3 Não tendo resultado as tentativas para uma solução amigável do litígio, a SEP interpôs, em 26 de Setembro de 1990, recurso da decisão de 2 de Agosto de 1990, já referida, que conduziu ao acórdão recorrido.

4 Paralelamente ao recurso de anulação, a SEP apresentou um pedido de medidas provisórias. Esse pedido foi indeferido por despacho do presidente do Tribunal de Primeira Instância de 21 de Novembro de 1990, SEP/Comissão (T-39/90 R, Colect., p. II-649). Desse despacho introduziu a SEP vários recursos. Todavia, desistiu dessas instâncias, tendo-se a Comissão comprometido a não comunicar, por qualquer forma, o contéudo do contrato Statoil às autoridades dos Estados-membros antes de o Tribunal de Primeira Instância ter decido no recurso de anulação interposto pela SEP (despacho do presidente do Tribunal de Justiça de 3 de Maio de 1991, C-372/90 P, C-372/90 P-R e C-22/91 P, Colect., p. I-2043, n. 7).

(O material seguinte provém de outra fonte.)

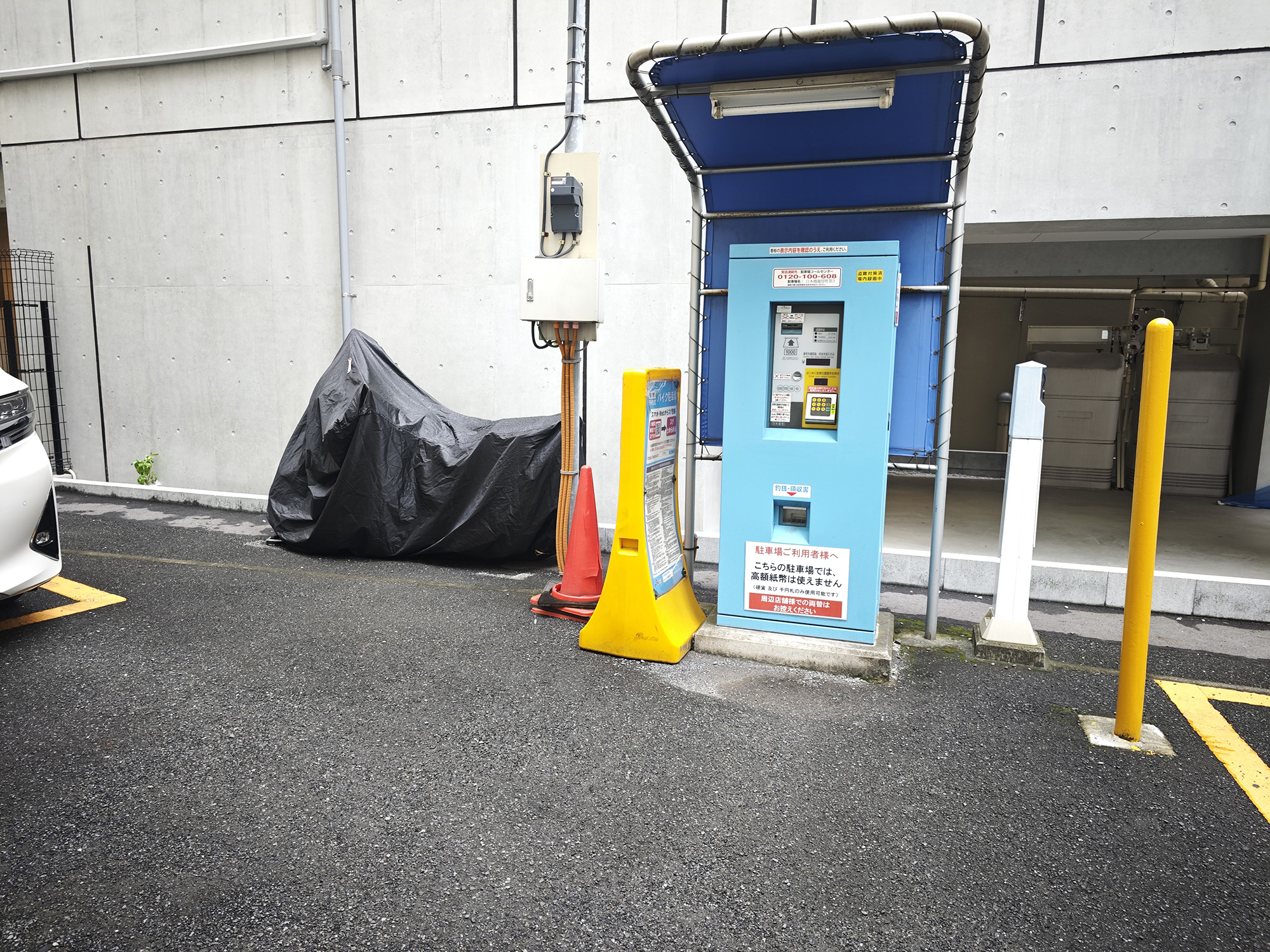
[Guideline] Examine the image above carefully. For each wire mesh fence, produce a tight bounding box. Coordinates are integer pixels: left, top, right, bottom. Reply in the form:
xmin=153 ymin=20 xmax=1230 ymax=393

5 Em apoio do seu recurso, a recorrente invoca oito fundamentos.

6 O primeiro fundamento é o da violação do artigo 11. , n. 1, do Regulamento n. 17, na medida em que o Tribunal de Primeira Instância interpretou o conceito de "informações necessárias", que podem ser pedidas pela Comissão, como implicando simplesmente "uma correlação entre o pedido de informações e a infracção presumida".

7 O segundo fundamento é o da falta de uma fundamentação correcta e suficiente para a conclusão do Tribunal de Primeira Instância de que o artigo 11. do Regulamento n. 17 não foi violado pela Comissão.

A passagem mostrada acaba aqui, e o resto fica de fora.